- DVD cover
- Directed by: Trisha Ziff
- Written by: Trisha Ziff
- Produced by: Trisha Ziff, Eamon O'Farrill, Paco Poch
- Cinematography: Claudio Rocha
- Edited by: Bernat Aragonés, Luis Lopez, Paloma López
- Production companies: 212 Berlin, Mallerich Films, Alicorn Films
- Release date: July 9, 2011 (Karlovy Vary);
- Countries: Mexico, Spain, United States
- Languages: English, Spanish

= The Mexican Suitcase =

2007 documentary

The Mexican Suitcase is a 2011 documentary film directed by Trisha Ziff. It tells the story of over 4000 film negatives created during the Spanish Civil War by photographers David Seymour, Gerda Taro, and Robert Capa. The film follows the journey of the photographs from their disappearance at the beginning of World War II to their rediscovery in 2007. Interviews also cover political and personal stories from the era. According to Documentary magazine:

The Mexican Suitcase brings together three narratives: the suitcase, the exile story and how people in Spain today address their own past, 30 years after transition.
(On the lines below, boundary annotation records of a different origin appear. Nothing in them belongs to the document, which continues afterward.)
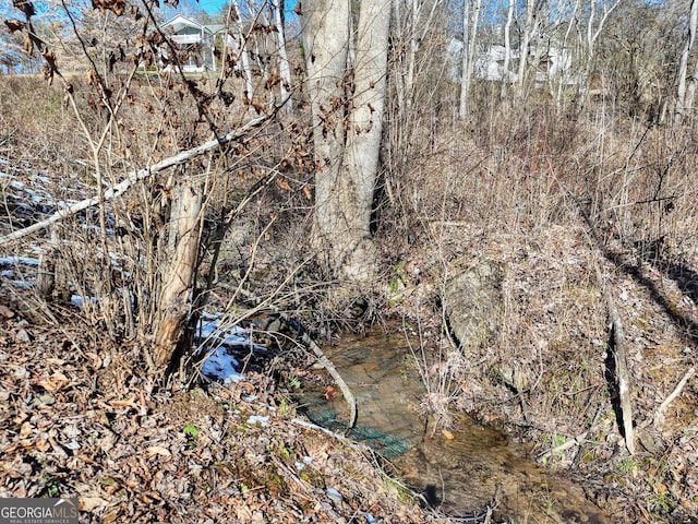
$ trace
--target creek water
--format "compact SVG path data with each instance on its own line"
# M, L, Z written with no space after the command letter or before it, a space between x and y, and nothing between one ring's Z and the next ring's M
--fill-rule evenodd
M404 334L372 331L323 348L354 394L356 428L347 437L388 458L401 479L433 507L468 516L497 495L494 517L508 522L606 523L580 487L550 474L506 434L462 417L450 434L433 432L419 414L424 386ZM346 430L339 393L306 389L300 410L323 427ZM448 438L447 438L448 437Z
The Mexican Suitcase addresses the power of memory, and asks, “Who owns our histories?”

Time wrote, "Ziff weaves in personal, often painful accounts of biographies of those who had survived the war by fleeing Spain, many unable to forget even to this day."

Film Journal International said, “…for even the most casual students of photography, journalism and history, this beautiful and soulful film is nevertheless required viewing.”

The film was invited by the International Documentary Association to qualify for Academy Awards consideration by participating in DocuWeeks 2011, where it was called "fascinating on multiple levels."